Workflow: Assessing package risk and reliability

The Software composition dimension helps you understand the quality, reliability, and risk associated with your software packages and their associated licenses. After generating and uploading a package SBOM file in CycloneDX format, Concert assesses the risk and calculates a aggregate reliability score to help you prioritize action.

The following steps outline the workflow for analyzing package SBOM data through the Software composition dimension.

Step 1: Generate a package SBOM

Refer to Generating a package SBOM (CycloneDX) for instructions on generating a package SBOM in CycloneDX format. Alternatively, you can use the Concert toolkit to generate, validate, and upload package SBOM data.

Step 2: Upload the package SBOM file

Use one of the following methods to upload the package SBOM to Concert:

Use the toolkit to integrate SBOM data ingestion with your CI/CD pipeline.
Upload using the API.
Upload from the Concert UI.

Step 3: Review the reliability score for each package

Concert retrieves a set of checks defined in the OpenSSF scorecard to each package contained in the package SBOM. These checks ensure the security and integrity of the software supply chain and provide a standardized way to assess the risk and compliance of package components. Concert uses these checks to generate a reliability score for each package, making it easy to identify areas in your software composition that require more immediate action than others. Refer to Understanding reliability score for details.

With this information, an engineering manager can filter the list to see packages with low or no aggregate reliability scores which can inform the open-source projects your developers use. Security analysts might look for projects that "should" have good scores, but have no score or a low score, which often indicates an "imposter project," as in one that uses a package name that is similar to a well-known package.
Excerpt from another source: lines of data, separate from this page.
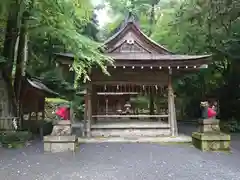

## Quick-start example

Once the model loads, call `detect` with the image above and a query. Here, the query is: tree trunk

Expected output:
[2,1,20,115]
[14,11,29,124]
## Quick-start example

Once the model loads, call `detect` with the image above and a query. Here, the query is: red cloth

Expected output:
[208,108,217,118]
[56,107,70,120]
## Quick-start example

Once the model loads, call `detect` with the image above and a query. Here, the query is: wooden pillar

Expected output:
[149,86,155,119]
[168,69,178,136]
[92,85,98,123]
[84,84,92,137]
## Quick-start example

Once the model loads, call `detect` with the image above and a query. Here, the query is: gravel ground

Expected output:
[0,143,240,180]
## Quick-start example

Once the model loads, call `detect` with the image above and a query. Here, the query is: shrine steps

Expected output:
[91,122,171,137]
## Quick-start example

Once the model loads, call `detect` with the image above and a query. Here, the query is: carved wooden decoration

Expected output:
[113,40,148,53]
Step 4: Review package risks and recommendations

In addition to calculating a reliability score for each package, Concert identifies risks present in each package, including:

Installed version - displays the current version installed package has.
Published - shows the year in which current package version was published.
Latest version - displays the available latest version of package.
Vulnerabilities - indicates that the package contains one or more known vulnerabilities that have been patched in more recent versions, leaving system components subject to exploitation.
License - shows the licenses associated with a package. If a package has multiple licenses Concert displays a +1 and displays license names.
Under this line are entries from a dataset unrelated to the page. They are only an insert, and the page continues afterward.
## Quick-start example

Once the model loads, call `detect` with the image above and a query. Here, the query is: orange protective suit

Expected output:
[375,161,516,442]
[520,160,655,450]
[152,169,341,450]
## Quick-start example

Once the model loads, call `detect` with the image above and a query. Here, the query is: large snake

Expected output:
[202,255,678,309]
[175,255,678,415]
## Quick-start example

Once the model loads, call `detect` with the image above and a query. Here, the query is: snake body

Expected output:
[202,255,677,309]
If you click on the package you want to inspect in detail, you get an Overview sub-navigation with additional details, recommendations for package and reliability checks when available. In Referenced in sub-navigation you can see all references of the package. And under Impact view, you can see visual representation of relationships a package has with SBOM's, applications, environments, and private access points.
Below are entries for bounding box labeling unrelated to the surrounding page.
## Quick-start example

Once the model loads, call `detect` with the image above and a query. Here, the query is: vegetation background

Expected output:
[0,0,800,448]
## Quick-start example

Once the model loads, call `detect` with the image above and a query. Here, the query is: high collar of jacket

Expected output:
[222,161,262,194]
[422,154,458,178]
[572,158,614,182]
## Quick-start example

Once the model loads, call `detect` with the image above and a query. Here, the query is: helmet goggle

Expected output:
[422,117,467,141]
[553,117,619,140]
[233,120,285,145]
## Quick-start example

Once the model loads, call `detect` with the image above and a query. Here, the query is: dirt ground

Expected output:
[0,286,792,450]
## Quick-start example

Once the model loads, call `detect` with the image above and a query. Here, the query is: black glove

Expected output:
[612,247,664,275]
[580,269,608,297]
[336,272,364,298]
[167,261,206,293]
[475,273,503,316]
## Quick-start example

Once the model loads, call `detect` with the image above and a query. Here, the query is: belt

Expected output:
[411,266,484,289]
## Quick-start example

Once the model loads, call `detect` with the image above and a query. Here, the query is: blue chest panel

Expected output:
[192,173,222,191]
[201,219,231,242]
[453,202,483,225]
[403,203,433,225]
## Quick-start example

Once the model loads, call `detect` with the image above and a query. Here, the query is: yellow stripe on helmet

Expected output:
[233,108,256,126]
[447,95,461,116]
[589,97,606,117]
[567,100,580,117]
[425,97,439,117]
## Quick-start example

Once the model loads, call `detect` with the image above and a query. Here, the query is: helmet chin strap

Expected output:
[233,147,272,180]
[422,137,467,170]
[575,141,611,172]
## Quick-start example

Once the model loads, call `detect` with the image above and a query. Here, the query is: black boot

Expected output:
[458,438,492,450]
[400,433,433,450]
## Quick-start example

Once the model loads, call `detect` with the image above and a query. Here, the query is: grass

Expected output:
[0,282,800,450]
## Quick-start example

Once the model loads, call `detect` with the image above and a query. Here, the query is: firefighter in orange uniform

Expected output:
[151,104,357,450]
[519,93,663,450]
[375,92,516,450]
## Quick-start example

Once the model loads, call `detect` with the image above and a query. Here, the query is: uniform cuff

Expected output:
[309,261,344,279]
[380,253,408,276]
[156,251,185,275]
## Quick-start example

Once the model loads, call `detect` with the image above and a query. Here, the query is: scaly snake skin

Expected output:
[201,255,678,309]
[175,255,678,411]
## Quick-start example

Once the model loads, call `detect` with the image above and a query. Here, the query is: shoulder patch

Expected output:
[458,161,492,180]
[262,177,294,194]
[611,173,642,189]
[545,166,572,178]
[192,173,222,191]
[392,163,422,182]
Based on the type of risk identified in the package, Concert provides a recommended action to resolve the issue. Refer to Viewing package-related risk and recommendations

Step 5: Create tickets based on recommended actions

After establishing a connection with your organization's third-party ticketing system, you can create tickets from the Concert UI to address package-related issues based on the recommendations. Refer to Creating tickets to address risks in packages for details and instructions.